Now sportsfans! I didn’t get to see the Saints play today in Melbourne as I was heading for Perth, but the boys have held off a tough Brisbane Lions to win by 16 points just a while ago. As Mr Midfield Lenny Hayes – who put in a blinder for his 200th game in the red white and black today, said, “They certainly made us earn it!” It’s the first time in the competition since 1897 that two teams have been at the top of the competion with 9 wins 0 losses. The Saints and Geelong – who meet in a few weeks time. Good O, bring it on.

Melbourne’s Society Scores

7.16am, Tullamarine airport, Melbourne, Victoria
A couple of things to catch up this morning. On Friday we did our last job in Melbourne with a corporate group for lunch at Society, Paul Dimattina’s restaurant up the top of Bourke Street in the city. It’s exactly what you’d expect of an Italian family restaurant – good food, great coffee,noisy tables and a lot of laughter downstairs, and quiet conversation corners upstairs. The boys plated up two of Society’s signature dishes for me, the spinach pasta tortellini filled with roast pumpkin and goats cheese with a burnt butter and sage sauce and the Paccheri alla Luciana (paccheri = large flat rigatoni pasta tubes) with squid, baby octopus, capers and black olives in tomato sugo.

Paul Dimattina

Paul Dimattina

By the way, Paul is a bit of a legend besides being one of Yalumba’s extended “family” in Melbourne. He played 131 AFL football games for the Western Bulldogs to 2003, wore number 28 and according to the experts “was a midfielder with plenty of pace and muscle, was passionate about his game, was upset when de didn’t do well, and was a team player”. Still passionate about his family, food and wine, he runs pretty much on long macchiatos, not surprising seeing as his grandfather started the Mocopan coffee company here in Australia. It’s great to have our wines go to nice homes, and Dimattina’s Society is definitely one of those.

Have to go – I’m on the first plane over to Perth this morning, so I’ll try and slide more news out later on tonight.

Doughnuts and Riesling

8.18am, Queen Victoria Market, Melbourne

The Doughnut Bus

The Doughnut Bus

This morning a cold, wet mist has dropped on this end of the city, but I always try and get down to the old doughnut bus at the Queen Victoria Market at least once each time I get to Melbourne. They’ve been making hot jam-filled doughnuts here since 1950, and the queues are usually a mile long – because they’re good! And hey,whilst I was down here, I asked one of the fishmongers to hold up a King George Whiting so you could see what I was talking about yesterday (see previous blog entry below), and I promised to drop a bottle of the sauv blanc in tomorrow to say thanks.
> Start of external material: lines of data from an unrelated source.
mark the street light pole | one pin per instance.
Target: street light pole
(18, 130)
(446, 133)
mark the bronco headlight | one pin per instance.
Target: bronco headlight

So there you go.

I got in late last night after a masterclass at Randall the Wine man’s Hawthorn store, where we had a vertical tasting of Octavius – 2000, 2001, 2004, 2005 – amongst other things, and ended up talking about individual vineyard riesling (Pewsey Vale and Heggies, both from Eden Valley) with some (more) riesling crazies! I’ll add to that later, as I have to dive out now and find Society, Paul Dimmatina’s restaurant up at the top of Bourke Street where I’ve got an event with some consumers at 11am.